Sand County Foundation, the California Farm Bureau Federation and Sustainable Conservation are proud to announce Prather Ranch as the recipient of the prestigious 2015 California Leopold Conservation Award. The award honors private landowner achievement in the voluntary stewardship and management of natural resources.
Prather Ranch, owned and managed by Jim and Mary Rickert, is a working cattle ranch headquartered in Macdoel, and stretches across five counties. Under the Rickert’s management, Prather Ranch has grown in size, implemented conservation enhancements and established several permanent conservation easements. Over the last 35 years, Prather Ranch has continually collaborated with diverse partners to enhance the land and promote land stewardship in the community.
One of the ranch’s first efforts to promote biodiversity was taking an unusual approach to managing the wild rice fields on its land near Mt. Shasta. After rice harvest, the Rickerts began tilling the stubble into the soil and keeping their fields covered in water year-round. The practice not only benefited common species of waterfowl such as Canada geese and snow geese, but it also attracted shore birds like plovers and terns, previously found only on the coast.
Through conservation easements in cooperation with the Shasta Land Trust, the Rickerts have preserved some of the state’s most spectacular wildflowers, and protected sensitive vernal pools and riparian areas. Prather Ranch has also planted several miles of riparian habitat along streams and irrigation canals to benefit a wide range of animals such as the California quail and the endangered Shasta crayfish.
Jim and Mary provide community leadership, working with 4-H, Future Farmers of America, and local schools for ranch field trips and other activities.
Given in honor of renowned conservationist Aldo Leopold, the Leopold Conservation Award recognizes extraordinary achievement in voluntary conservation. In his influential 1949 book, A Sand County Almanac, Leopold called for an ethical relationship between people and the land they own and manage, which he called “an evolutionary possibility and an ecological necessity.”
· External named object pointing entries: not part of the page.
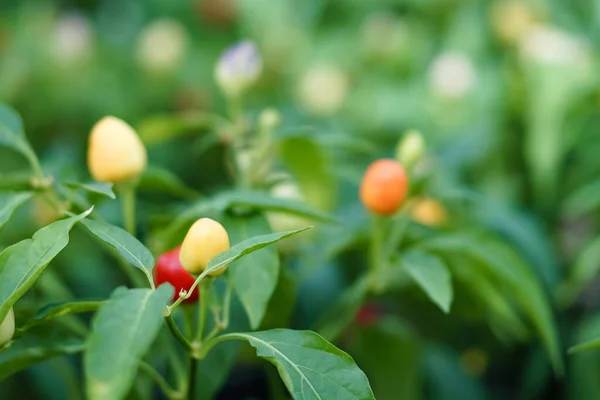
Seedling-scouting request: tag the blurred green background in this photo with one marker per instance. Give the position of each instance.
(505, 92)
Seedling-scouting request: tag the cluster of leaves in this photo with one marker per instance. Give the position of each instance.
(514, 163)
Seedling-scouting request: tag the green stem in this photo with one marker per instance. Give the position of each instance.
(178, 335)
(128, 202)
(171, 393)
(202, 308)
(377, 261)
(192, 378)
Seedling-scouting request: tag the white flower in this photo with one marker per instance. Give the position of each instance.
(452, 75)
(549, 45)
(71, 39)
(162, 46)
(383, 35)
(238, 68)
(323, 90)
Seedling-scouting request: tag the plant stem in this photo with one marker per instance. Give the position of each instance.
(192, 378)
(128, 202)
(160, 381)
(178, 335)
(377, 261)
(202, 308)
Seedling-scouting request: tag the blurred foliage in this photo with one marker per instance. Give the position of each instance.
(505, 93)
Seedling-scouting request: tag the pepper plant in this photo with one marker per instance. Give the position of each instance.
(130, 324)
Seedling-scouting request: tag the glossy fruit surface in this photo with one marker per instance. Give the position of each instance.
(204, 240)
(384, 187)
(115, 152)
(169, 269)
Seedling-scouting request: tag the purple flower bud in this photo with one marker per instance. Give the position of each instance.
(238, 68)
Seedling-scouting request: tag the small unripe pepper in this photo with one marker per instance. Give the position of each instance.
(168, 269)
(384, 187)
(204, 240)
(410, 148)
(115, 152)
(428, 212)
(7, 328)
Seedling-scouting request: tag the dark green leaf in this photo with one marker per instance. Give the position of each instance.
(583, 200)
(390, 355)
(430, 273)
(28, 351)
(258, 200)
(506, 266)
(122, 332)
(342, 312)
(52, 311)
(159, 180)
(127, 245)
(253, 277)
(309, 166)
(160, 128)
(310, 366)
(22, 263)
(244, 248)
(11, 131)
(9, 202)
(103, 188)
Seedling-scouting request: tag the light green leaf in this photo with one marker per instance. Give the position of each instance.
(430, 273)
(591, 345)
(341, 314)
(259, 200)
(52, 311)
(160, 128)
(310, 366)
(253, 277)
(22, 263)
(244, 248)
(160, 180)
(9, 202)
(122, 332)
(103, 188)
(309, 166)
(27, 351)
(11, 131)
(127, 245)
(390, 354)
(584, 269)
(583, 200)
(502, 263)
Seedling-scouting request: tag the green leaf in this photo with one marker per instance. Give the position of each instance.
(583, 200)
(389, 353)
(52, 311)
(103, 188)
(341, 314)
(505, 265)
(591, 345)
(122, 332)
(160, 180)
(253, 277)
(309, 166)
(27, 351)
(11, 119)
(160, 128)
(11, 131)
(127, 245)
(310, 366)
(430, 273)
(259, 200)
(244, 248)
(22, 263)
(9, 202)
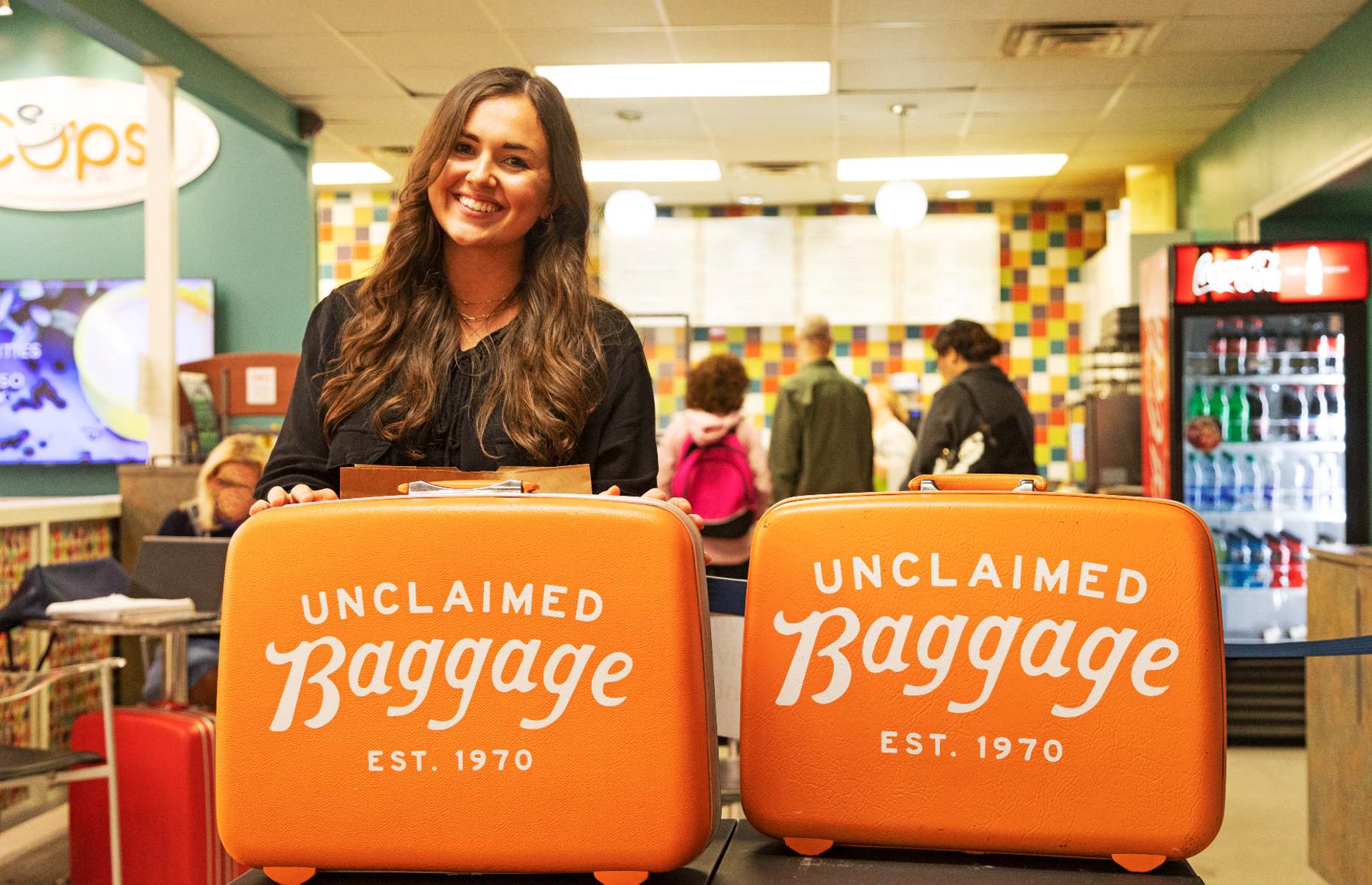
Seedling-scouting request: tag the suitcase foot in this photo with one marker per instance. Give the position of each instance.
(1139, 864)
(810, 847)
(620, 877)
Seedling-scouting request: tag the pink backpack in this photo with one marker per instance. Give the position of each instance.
(718, 482)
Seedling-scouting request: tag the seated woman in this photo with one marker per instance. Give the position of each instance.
(223, 497)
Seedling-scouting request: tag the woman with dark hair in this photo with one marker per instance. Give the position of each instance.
(714, 457)
(478, 341)
(977, 422)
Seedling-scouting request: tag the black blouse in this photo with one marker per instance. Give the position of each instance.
(617, 440)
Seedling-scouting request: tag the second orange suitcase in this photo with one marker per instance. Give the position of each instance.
(983, 666)
(470, 685)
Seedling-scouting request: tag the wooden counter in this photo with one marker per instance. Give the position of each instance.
(1340, 718)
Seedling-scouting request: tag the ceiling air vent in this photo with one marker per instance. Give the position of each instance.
(1075, 40)
(780, 169)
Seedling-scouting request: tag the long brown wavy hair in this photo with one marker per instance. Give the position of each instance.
(548, 369)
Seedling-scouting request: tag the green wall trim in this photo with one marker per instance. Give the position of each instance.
(145, 38)
(1312, 114)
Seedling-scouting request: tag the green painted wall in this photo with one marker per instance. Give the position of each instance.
(247, 223)
(1309, 116)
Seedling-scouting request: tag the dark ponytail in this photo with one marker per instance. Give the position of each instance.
(970, 339)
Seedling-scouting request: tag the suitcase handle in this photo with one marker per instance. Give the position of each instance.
(977, 482)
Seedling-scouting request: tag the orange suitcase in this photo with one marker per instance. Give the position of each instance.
(471, 684)
(981, 666)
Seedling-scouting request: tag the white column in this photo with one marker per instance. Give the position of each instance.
(161, 253)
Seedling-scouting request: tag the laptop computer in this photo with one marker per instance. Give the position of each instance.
(173, 569)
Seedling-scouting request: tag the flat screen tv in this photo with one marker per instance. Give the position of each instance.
(70, 367)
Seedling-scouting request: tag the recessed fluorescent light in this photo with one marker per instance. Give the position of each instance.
(349, 173)
(936, 167)
(651, 170)
(687, 81)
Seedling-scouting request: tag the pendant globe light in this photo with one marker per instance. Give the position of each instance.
(630, 213)
(901, 204)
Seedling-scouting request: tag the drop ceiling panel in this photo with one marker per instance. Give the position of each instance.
(592, 47)
(305, 84)
(1271, 7)
(879, 11)
(695, 13)
(899, 76)
(370, 17)
(1153, 97)
(1025, 100)
(240, 17)
(1061, 73)
(547, 14)
(264, 52)
(969, 40)
(754, 44)
(470, 49)
(1249, 33)
(1205, 69)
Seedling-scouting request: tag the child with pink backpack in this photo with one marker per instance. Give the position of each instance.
(715, 459)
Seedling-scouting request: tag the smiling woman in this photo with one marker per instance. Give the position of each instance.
(478, 342)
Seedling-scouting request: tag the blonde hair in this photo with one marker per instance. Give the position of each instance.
(234, 449)
(892, 400)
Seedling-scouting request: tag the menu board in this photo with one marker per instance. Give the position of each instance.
(655, 272)
(951, 269)
(749, 271)
(848, 268)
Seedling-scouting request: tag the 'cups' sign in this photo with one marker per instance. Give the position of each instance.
(390, 664)
(987, 671)
(75, 143)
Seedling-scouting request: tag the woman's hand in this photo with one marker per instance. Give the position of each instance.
(301, 494)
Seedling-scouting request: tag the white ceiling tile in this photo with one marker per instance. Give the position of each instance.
(1024, 100)
(548, 14)
(1206, 69)
(284, 51)
(378, 17)
(301, 84)
(1095, 11)
(754, 44)
(1033, 73)
(1247, 33)
(593, 47)
(1219, 94)
(240, 17)
(879, 11)
(467, 51)
(970, 40)
(370, 110)
(692, 13)
(1030, 124)
(662, 118)
(906, 76)
(646, 148)
(1241, 9)
(1177, 117)
(879, 103)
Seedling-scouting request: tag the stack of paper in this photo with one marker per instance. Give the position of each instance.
(117, 608)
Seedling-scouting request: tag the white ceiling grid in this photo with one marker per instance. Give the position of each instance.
(373, 70)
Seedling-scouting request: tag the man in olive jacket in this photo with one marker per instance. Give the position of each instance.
(821, 440)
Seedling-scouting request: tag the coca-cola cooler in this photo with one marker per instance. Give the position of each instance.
(1254, 411)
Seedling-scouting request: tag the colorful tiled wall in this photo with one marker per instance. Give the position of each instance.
(353, 226)
(1042, 249)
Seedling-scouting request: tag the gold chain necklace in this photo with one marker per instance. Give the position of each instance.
(499, 306)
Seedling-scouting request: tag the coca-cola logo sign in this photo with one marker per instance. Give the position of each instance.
(1281, 272)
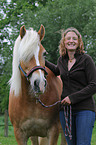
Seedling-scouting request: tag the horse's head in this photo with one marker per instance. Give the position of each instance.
(31, 58)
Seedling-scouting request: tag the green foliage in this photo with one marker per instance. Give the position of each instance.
(55, 15)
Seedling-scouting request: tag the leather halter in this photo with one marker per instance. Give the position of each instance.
(32, 70)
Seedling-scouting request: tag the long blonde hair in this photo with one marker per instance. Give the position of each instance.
(62, 49)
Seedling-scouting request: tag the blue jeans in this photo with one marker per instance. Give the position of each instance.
(82, 126)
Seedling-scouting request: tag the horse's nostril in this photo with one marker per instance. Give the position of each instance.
(36, 83)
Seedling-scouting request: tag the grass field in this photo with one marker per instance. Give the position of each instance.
(10, 140)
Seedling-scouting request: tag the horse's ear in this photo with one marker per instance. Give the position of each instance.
(22, 31)
(41, 32)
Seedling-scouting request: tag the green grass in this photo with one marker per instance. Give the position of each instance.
(10, 140)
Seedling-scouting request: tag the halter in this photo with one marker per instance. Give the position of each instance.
(32, 70)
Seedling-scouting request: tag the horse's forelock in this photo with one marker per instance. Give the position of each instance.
(23, 50)
(28, 45)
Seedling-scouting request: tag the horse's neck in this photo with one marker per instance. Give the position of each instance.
(24, 86)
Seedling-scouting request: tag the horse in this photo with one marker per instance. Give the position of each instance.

“Because more than half of all land in California is privately owned, how landowners manage their properties has a dramatic and lasting effect on the environment and quality of life for all Californians,” said Ashley Boren, executive director of Sustainable Conservation. “Since the ’70s, Jim and Mary have demonstrated an above-and-beyond commitment to enhancing the land, water and wildlife across a large swath of the state. And, they’ve done it in true Leopold fashion, regarding their land not simply as a commodity that belongs to them, but rather seeing their land as a community to which they belong.”
“The Leopold Conservation Award recognizes unique yet replicable strategies a farmer or rancher has developed in managing their land, to be the best steward of the natural resources,” said Paul Wenger, California Farm Bureau President. “We are honored to join Sand County Foundation and Sustainable Conservation to recognize the extraordinary efforts of California farmers and ranchers who go above and beyond in managing and enhancing our natural resources.”
The Leopold Conservation Award program inspires other landowners through these examples and provides a visible forum where farmers, ranchers and other private landowners are recognized as conservation leaders.
The 2015 California Leopold Conservation Award will be presented December 7 at the California Farm Bureau Federation’s Annual Meeting in Reno, NV. Each finalist will be recognized at the event, and Prather Ranch will be presented with a crystal depicting Aldo Leopold and $10,000.
The award sponsors also wish to congratulate the 2015 finalists for their outstanding contributions to agriculture and conservation: Bruce and Sylvia Hafenfeld, who own Hafenfeld Ranch and manage public lands in eastern Kern County, and Ken and Matt Altman, who own and manage Altman Specialty Plants in Riverside and San Diego counties.
The California Leopold Conservation Award is made possible thanks to generous contributions from American Ag Credit, The Harvey L. & Maud S. Sorenson Foundation, The Nature Conservancy, Environmental Defense Fund, The Mosaic Company, DuPont Pioneer, and The Lynde and Harry Bradley Foundation.